The RISE schedule features one group coaching session each month. Students fill out a two-question reflection in the days after the session, and they’re asked to schedule a one-on-one session with one of the mentors to dive deeper into that month’s topic.
The theme for the November group session was communicating strengths and professional networking; Liam Darmody, a personal brand strategist with more than 40,000 followers on LinkedIn, spoke to the group via Zoom.
“Liam teaches branding on LinkedIn, and he is just a really cool dude,” Goodwin-Sak said. “He talked about building a brand on LinkedIn, and also how to build connections on LinkedIn with people you don’t know otherwise.”
In December, the session will focus on time and energy management, along with creating and communicating boundaries. In January, the theme is leadership and teamwork; in February, it’s communication and confidence as professional skills; in March, it’s career mapping and goal setting.
“Formal education doesn’t teach a lot of the professional skills that are really in demand in the workforce, so my goal is to supplement their formal education with the professional skills that they’ll need to be truly successful when they leave the program,” Goodwin-Sak said. “One of the ways we do that is by bringing in other professionals who have learned the skills along the way, and then also connecting them with mentors so they can have deeper, one-on-one discussions.”

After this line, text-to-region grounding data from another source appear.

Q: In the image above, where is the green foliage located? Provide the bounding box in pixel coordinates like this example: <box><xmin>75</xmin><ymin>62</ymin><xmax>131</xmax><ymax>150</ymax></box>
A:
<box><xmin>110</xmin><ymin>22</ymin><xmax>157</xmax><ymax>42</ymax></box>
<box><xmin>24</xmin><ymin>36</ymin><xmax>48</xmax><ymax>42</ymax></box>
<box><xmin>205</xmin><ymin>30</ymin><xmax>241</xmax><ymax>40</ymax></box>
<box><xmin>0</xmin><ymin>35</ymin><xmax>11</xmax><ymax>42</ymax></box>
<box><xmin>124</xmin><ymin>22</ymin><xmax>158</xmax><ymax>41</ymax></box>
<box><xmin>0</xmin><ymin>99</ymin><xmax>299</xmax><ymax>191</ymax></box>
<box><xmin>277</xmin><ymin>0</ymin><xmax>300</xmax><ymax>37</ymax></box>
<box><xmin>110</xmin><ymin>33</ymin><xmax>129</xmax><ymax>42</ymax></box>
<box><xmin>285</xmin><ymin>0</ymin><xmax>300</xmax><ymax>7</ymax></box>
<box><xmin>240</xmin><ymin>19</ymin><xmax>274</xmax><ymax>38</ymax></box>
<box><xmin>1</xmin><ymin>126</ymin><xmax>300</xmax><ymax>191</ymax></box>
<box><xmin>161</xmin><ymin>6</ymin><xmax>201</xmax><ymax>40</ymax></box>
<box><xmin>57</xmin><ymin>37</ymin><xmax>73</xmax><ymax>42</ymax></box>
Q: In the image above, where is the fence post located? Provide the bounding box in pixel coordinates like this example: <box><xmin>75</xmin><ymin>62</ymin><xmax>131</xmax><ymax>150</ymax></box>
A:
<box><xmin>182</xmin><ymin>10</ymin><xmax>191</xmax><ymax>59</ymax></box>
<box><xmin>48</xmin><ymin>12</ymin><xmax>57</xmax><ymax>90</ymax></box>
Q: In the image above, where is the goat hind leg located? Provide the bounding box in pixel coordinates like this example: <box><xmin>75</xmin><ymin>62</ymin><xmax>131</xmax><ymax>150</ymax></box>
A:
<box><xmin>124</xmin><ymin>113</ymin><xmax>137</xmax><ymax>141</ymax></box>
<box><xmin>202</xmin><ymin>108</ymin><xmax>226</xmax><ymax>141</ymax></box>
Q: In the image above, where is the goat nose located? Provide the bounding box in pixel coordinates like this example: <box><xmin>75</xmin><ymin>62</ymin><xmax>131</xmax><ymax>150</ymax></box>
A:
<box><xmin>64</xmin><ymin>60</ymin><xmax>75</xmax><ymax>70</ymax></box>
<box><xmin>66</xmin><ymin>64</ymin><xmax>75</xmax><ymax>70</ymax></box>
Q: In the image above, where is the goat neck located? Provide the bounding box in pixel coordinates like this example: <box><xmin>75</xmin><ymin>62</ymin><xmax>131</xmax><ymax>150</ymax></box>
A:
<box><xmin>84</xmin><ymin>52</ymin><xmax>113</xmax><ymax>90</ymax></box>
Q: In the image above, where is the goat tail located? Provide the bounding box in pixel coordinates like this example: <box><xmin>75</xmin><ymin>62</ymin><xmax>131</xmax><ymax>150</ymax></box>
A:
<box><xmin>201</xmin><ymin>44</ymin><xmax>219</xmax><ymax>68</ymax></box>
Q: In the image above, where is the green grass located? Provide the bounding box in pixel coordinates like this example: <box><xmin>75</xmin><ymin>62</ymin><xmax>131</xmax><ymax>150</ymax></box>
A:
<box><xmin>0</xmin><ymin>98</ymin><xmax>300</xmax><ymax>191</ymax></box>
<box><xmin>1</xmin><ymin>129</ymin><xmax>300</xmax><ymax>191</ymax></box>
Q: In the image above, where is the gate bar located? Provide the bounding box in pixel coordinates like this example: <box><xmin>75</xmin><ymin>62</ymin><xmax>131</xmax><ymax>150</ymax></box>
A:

Although it’s not the primary focus, the program is set up in a way that will help the mentors grow, too. Darmody’s talk about building a LinkedIn network, for example, could be just as valuable for the mentors as the students. Developing better career mapping skills is important at any stage of a career. Getting to interact directly with a group of motivated, ambitious students gives the mentors who work in talent acquisition roles for their companies a chance to learn the things that are important to the next generation of business leaders.
Goodwin-Sak and her group asked the mentors what they’ve found that does and doesn’t work in the mentor-mentee relationship, and they’ve taken those responses and created a list of questions for mentors to use as a jumping-off point for the one-on-one interactions. The mentors aren’t required to stick to that script, of course, but the questions are there to help.
“The challenge when there’s no framework is that you end up putting two people together with no real understanding of what they’re supposed to get out of it,” Goodwin-Sak said. “It might work, and it might not, and it’s up to the student and mentor to figure it out. But if we give them guiderails, they immediately have topics to ask about, and with that framework there’s a much greater probability of success because everyone knows what they’re trying to accomplish.”
This is the first year for the RISE Academy, but everyone involved is excited about the potential for expansion down the road. Schiller, who started as dean of UMSL Business in April, is excited to make the program an important part of the college.
“The RISE Academy delivers unique value to our learners, whether undergraduate or graduate, domestic or international,” she said. “The academy will remain an initiative with high priority in the college’s strategic plan and actions.”